Börsegasse, 11 Postfach 132, A

1013 WIEN
Tel: +431 535 17 71

Austria’s banking sector: Facts & Figures

Updated September 2019 – For earlier editions of Facts & Figures click here

Following several years of a marked upswing, the growth of the Austrian economy has been decelerating for some month by now. In 2019, the GDP is forecasted to increase by a rate between 1,5% and 2% after nearly 3% growth. in 2018.  A modest development of main export markets and the uncertainties due to global trade conflicts and Brexit dampen the economic dynamic.

The unemployment rate, which has fallen for some years will remain low at a level between 4.5% and 5%. Increasing numbers of employed people will be facilitated by higher labour force participation of older people and women. Consumer price inflation, which has been above the EU average for some years, is expected to go down, slightly, to below 2%. The current account surplus will remain at approximately 2% of GDP.

The Maastricht budget balance of the general government was positive in 2018 for the first time since the 1970s. The public households will also show surpluses in the forthcoming years, if not a dramatic deterioration of the economic situation occurs. Public debt, which had reached more than 80% of GDP following the great recession and restructuring measures of some banks, has decreased significantly. Due to the surplus of public households and the successful resolution of bad bank vehicles the public debt ratio declined to about 70% and will reach the Maastricht criterion of 60% in a few years.

Austria has a highly developed banking sector. The Austrian banking network consists of nearly 600 banks (according to the Austrian definition, which is broader than that of the CRR) with some 3,600 branches, making it one of the most densely banked in Europe (2,400 inhabitants per branch). However, the trend towards self-service, online banking and banking apps has induced a consolidation both of credit institutions and branches.
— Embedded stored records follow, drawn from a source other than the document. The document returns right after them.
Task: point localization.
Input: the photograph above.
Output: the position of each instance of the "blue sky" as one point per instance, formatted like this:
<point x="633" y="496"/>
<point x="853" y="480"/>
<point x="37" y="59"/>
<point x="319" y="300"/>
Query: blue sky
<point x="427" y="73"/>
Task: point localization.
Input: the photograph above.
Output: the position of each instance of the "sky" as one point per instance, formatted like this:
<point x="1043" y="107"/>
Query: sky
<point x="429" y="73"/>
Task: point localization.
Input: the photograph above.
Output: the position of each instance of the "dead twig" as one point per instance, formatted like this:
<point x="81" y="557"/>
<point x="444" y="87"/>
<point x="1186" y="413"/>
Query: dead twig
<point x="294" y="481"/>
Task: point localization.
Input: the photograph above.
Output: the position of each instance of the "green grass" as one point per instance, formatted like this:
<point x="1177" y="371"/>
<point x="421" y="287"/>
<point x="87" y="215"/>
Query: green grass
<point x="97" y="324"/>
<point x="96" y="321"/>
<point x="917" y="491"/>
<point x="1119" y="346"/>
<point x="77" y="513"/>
Starting with the financial crisis, this development has accelerated since 2016. Since 2008 the number of employees decreased by 8.5% to 73,500 at year end 2018.

The Austrian banks’ geographical focus apart from their home market is Central Eastern and South Eastern Europe (CESEE).
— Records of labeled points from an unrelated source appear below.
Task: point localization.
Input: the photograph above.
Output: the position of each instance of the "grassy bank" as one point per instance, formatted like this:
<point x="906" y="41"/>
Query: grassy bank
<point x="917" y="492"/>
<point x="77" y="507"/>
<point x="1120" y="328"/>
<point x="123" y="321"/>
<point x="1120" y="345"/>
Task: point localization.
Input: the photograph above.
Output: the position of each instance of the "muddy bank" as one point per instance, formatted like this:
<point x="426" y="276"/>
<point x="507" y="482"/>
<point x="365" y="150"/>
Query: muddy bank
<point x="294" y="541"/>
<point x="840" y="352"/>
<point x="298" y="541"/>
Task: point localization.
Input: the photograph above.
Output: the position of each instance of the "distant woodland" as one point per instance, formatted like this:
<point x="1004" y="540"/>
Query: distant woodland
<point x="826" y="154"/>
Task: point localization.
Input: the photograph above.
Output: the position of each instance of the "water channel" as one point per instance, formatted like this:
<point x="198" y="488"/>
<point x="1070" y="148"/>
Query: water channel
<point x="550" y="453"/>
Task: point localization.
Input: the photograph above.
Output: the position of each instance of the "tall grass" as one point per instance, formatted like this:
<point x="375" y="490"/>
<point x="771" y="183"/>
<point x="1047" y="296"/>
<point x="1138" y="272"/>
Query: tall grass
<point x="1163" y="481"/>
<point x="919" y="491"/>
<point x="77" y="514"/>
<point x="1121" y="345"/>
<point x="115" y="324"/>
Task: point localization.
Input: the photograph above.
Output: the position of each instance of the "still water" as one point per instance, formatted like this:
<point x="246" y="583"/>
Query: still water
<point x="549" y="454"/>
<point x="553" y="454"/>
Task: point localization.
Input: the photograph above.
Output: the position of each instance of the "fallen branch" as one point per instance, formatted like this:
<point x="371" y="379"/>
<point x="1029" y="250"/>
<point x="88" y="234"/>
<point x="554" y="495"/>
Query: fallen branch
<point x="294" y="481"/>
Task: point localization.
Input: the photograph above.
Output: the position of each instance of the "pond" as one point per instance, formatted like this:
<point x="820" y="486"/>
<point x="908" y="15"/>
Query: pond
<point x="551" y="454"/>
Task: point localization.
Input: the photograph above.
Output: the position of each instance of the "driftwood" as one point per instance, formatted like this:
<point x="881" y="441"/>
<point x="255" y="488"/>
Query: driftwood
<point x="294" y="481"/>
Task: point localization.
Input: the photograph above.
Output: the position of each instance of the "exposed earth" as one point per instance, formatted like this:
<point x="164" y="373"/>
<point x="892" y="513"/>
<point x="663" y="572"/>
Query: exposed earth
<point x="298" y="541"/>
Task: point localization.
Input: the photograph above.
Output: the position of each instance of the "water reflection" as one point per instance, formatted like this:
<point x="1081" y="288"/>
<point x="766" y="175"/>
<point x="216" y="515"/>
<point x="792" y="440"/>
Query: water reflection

The Austrian banking industry can be divided into several sectors, the biggest ones are the joint stock and private banks, the Raiffeisen sector and the saving banks. The joint stock banks, including the central institutions of the cooperative groups and savings banks, have Austrian as well as foreign shareholders. Only very few banks have a public entity as a shareholder.
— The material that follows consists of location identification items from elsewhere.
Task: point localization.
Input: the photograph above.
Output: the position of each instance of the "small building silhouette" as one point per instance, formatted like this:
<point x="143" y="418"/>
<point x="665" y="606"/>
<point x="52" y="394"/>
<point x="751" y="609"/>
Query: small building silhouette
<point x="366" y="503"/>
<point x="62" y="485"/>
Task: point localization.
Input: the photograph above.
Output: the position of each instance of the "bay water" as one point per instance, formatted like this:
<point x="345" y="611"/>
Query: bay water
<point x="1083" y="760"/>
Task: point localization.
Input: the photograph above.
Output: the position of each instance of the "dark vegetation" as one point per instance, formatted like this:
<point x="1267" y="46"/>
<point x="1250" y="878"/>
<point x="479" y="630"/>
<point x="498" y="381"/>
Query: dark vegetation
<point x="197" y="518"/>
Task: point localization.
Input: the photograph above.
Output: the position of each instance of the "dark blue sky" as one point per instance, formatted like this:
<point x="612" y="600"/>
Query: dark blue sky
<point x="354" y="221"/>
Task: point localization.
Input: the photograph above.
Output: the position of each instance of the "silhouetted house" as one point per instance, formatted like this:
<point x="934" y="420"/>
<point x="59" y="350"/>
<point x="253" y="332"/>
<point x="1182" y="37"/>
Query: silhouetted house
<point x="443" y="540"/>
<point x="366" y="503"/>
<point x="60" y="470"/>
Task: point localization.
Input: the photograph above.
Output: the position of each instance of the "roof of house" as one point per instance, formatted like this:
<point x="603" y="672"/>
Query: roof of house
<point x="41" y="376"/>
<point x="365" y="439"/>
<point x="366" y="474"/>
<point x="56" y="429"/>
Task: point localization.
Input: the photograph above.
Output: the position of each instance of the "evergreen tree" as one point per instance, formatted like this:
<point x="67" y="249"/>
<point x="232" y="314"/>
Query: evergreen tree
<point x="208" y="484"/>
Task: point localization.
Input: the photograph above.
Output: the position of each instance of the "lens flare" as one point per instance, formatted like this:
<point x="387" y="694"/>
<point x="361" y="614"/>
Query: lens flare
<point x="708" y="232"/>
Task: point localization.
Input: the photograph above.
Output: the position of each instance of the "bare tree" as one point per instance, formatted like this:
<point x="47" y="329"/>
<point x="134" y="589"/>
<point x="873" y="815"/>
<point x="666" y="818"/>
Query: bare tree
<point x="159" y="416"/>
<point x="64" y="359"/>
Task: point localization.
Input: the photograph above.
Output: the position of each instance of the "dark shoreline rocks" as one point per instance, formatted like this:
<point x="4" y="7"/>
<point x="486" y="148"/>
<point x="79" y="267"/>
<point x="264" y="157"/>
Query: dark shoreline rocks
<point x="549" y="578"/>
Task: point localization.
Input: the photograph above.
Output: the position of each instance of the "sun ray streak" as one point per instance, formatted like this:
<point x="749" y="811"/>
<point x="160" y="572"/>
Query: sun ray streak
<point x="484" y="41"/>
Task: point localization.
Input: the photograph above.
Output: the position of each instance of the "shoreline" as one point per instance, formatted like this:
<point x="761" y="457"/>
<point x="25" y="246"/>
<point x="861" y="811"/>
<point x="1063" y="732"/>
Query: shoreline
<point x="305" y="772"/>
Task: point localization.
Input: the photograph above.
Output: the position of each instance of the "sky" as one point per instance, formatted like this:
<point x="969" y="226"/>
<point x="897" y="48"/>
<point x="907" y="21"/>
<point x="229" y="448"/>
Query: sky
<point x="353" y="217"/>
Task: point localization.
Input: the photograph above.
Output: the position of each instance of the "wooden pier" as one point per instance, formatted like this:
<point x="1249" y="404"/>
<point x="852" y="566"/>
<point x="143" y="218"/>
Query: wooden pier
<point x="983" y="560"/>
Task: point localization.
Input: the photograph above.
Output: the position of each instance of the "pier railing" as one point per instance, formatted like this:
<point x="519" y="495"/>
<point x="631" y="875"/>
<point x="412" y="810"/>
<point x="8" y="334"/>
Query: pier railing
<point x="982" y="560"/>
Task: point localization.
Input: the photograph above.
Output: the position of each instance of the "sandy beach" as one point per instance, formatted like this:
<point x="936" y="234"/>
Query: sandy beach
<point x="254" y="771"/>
Besides the dense network of branches, 90% of the population over 14 years old uses debit or credit cards. For some years the share of contactless debit cards has continued to rise, and contactless mobile solutions which integrate the debit card into a smart phone have been rolled out. However, significant parts of the population show a strong propensity to use cash, supported by free and easy access via 8,770 ATMs.

In line with the global trend of deleveraging, the balance sheet total of the Austrian credit institutions has decreased since the outbreak of the financial crisis. Although it rose in 2018 due to the dynamic economic conditions by 4.8% to €855 billion, it was lower, by approximately one fifth, than in 2008. This reduction has been primarily caused by significantly shrinking interbank exposures and investments in securities. Deposits are the private households’ preferred way of holding financial assets in Austria. Insurance products are ranking second, albeit at significantly smaller volumes than deposits. They are followed by stocks and interest-bearing securities. Non-bank deposits have increased steadily over this period and amount to €426 billion in 2018. Loans to non-bank borrowers have remained more or less static in past years but have shown signs of an upturn recently. They amounted to €452 billion at year-end 2018.

Low interest rates and the flat yield curve provide a very challenging environment to the banking industry. Nevertheless, the consolidated annuals accounts of Austrian banks, which include the CESEE subsidiaries, show a rising net interest income. The operating results and net profits increased as well. The Common Equity Tier 1 (CET 1) ratio has shown an upward trend over recent years and came to 15.4% at year-end 2018. This is still below the average of European peer banks and, therefore, a further consolidation, i.e. a continuing shift from branches to online and mobile banking as well as a reduction of employment, can be expected.